Two companies in the vascular/cardiovascular device sector plunged into the initial public offering (IPO) waters last month, both fairly successfully, while a third withdrew its plan to test those waters. ev3 (Plymouth, Minnesota) raised about $165 million and Micrus Endovascular (Sunnyvale, California) about $31 million, while HemoSense (San Jose, California) opted to postpone its proposed IPO.

ev3 priced 11.8 million shares at $14, below the estimated $16-$18 range. The stock opened at $13.50 and climbed to $14 in recent trades. ev3 and one of its stockholders also granted to the underwriters a 30-day option to purchase up to another 1,764,750 shares of common stock at the IPO price to cover over-allotments. ev3 has been acquiring and developing a variety of catheter-based technologies used in the treatment of coronary, neurological and peripheral vascular diseases. Its cardiovascular products include the SpideRx, the X-Sizer, the Diver C.E. and the PLAATO. It also is developing a variety of stents used in the peripheral vasculature: a family of Prot g devices and a family of balloon angioplasty catheters.

In its IPO, Micrus offered 3.25 million shares. It opened at $11.06, above its $11 offering price and raised $36 million with net proceeds of nearly $31 million. The stock traded at $11.01 in recent action, and the company granted he underwriters the option to sell an additional 487,500 shares of the stock at the IPO price to cover over-allotments. The company - which manufactures implantable and disposable medical devices used in the treatment of cerebral aneurysms -- filed for the IPO in March.

HemoSense, a maker of hand-held blood coagulation monitoring systems, chose to postpone its IPO of 2.6 million shares at the range of $9 to $13. The company filed for the offering in April and then in June dropped the price range to $8 to $10 a share, down from $9 to $13, but boosted the number of shares from 2.6 million to 3.5 million.

Lederman leaves Abiomed

Near the eve of a major milestone for heart pump developer Abiomed (Danvers, Massachusetts), the company reported that founder Dr. David Lederman was leaving the company, stepping down as company chairman and director. The announcement that Michael Minogue, president and CEO of the company, would take over as chairman came exactly a week before the company would make its presentation before an FDA panel consideration of the company's humanitarian device exemption (HDE) for the firm's AbioCor artificial heart, a device it bills as the only artificial heart totally implantable in the human body.

As founder of Abiomed, Lederman created the company more than 20 years ago "to fulfill his dream of developing a totally implantable artificial heart," the company said in a statement reporting the changes. Under Lederman's leadership, Abiomed developed the AbioCor, which the company specifies as "the world's first, battery-powered, fully implantable replacement heart system," as well as other systems for short- and long-term support of the heart. "David's passion and commitment to patients is a legacy that will continue to inspire Abiomed employees," Monogue said in the statement. "It is an honor and privilege to follow him as chairman of the company." Abiomed also said in its statement that it has named its employee award and recognition program after Lederman.
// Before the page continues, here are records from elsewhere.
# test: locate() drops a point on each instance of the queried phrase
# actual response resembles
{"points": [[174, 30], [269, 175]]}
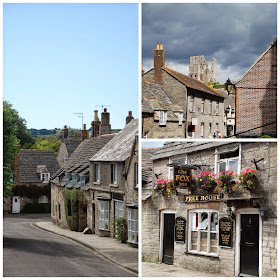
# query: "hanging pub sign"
{"points": [[182, 177], [225, 232], [203, 198], [180, 229]]}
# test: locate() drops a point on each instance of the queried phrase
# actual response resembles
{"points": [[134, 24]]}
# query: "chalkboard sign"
{"points": [[225, 232], [180, 229]]}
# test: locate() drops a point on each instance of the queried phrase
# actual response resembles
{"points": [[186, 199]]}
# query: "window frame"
{"points": [[101, 215], [134, 230], [198, 230]]}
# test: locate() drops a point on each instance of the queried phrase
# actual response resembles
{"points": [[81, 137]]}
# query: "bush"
{"points": [[37, 208], [121, 229]]}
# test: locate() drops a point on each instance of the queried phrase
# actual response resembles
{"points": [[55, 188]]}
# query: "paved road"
{"points": [[29, 251]]}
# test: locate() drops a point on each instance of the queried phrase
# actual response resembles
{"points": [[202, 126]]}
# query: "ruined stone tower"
{"points": [[198, 69]]}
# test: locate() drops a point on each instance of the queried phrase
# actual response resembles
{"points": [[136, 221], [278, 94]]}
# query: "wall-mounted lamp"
{"points": [[229, 212], [262, 212]]}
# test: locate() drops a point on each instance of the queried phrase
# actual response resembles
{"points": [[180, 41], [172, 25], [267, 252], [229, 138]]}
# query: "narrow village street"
{"points": [[31, 252]]}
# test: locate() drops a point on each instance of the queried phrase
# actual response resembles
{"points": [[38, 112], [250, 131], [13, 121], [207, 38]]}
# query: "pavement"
{"points": [[109, 248], [150, 269]]}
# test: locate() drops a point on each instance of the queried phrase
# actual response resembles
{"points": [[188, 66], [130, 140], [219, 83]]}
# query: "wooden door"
{"points": [[249, 245], [168, 238]]}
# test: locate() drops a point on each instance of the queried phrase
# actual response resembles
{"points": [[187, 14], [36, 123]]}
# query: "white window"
{"points": [[67, 178], [210, 106], [133, 225], [114, 172], [191, 103], [136, 175], [103, 222], [162, 117], [202, 104], [74, 180], [203, 231], [118, 209], [43, 199], [83, 181], [180, 116], [45, 177], [201, 130], [229, 159], [97, 173]]}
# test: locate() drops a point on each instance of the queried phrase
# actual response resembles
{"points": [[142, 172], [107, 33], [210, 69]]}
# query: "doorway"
{"points": [[249, 245], [168, 227], [16, 204]]}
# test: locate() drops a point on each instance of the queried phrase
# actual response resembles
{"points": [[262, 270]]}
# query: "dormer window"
{"points": [[74, 180], [45, 177]]}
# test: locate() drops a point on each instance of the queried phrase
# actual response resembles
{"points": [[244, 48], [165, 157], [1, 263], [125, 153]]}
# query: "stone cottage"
{"points": [[113, 191], [210, 222], [33, 169], [203, 107], [256, 97]]}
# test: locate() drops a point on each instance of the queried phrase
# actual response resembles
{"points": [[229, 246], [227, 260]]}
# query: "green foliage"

The departure of Lederman underlines the ongoing shift in Abiomed's emphasis, from the AbioCor program to more aggressive marketing of its commercialized, cash-producing products in the heart assist market. While over the past several months Abiomed's name has been mainly linked to development of the AbioCor a recognition that has brought it a wealth of major media headlines the company is yet to achieve commercialization of the device, long in development.

The company is one patient enrollment short of completing the 15-patient trial of the artificial heart that trial now nearly reaching its fourth year since launched in July of 2001 with the implantation of patient Robert Tools at Jewish Hospital (Louisville, Kentucky). Since becoming Abiomed's president in April 2004, Minogue has made frequent presentations emphasizing that the company "wants you to go home with our own heart" rather than an artificial one. With that mantra, he also has emphasized the development of "profit-generating revenue" for the company with the sale of its BVS heart support technology and other heart "recovery products and services."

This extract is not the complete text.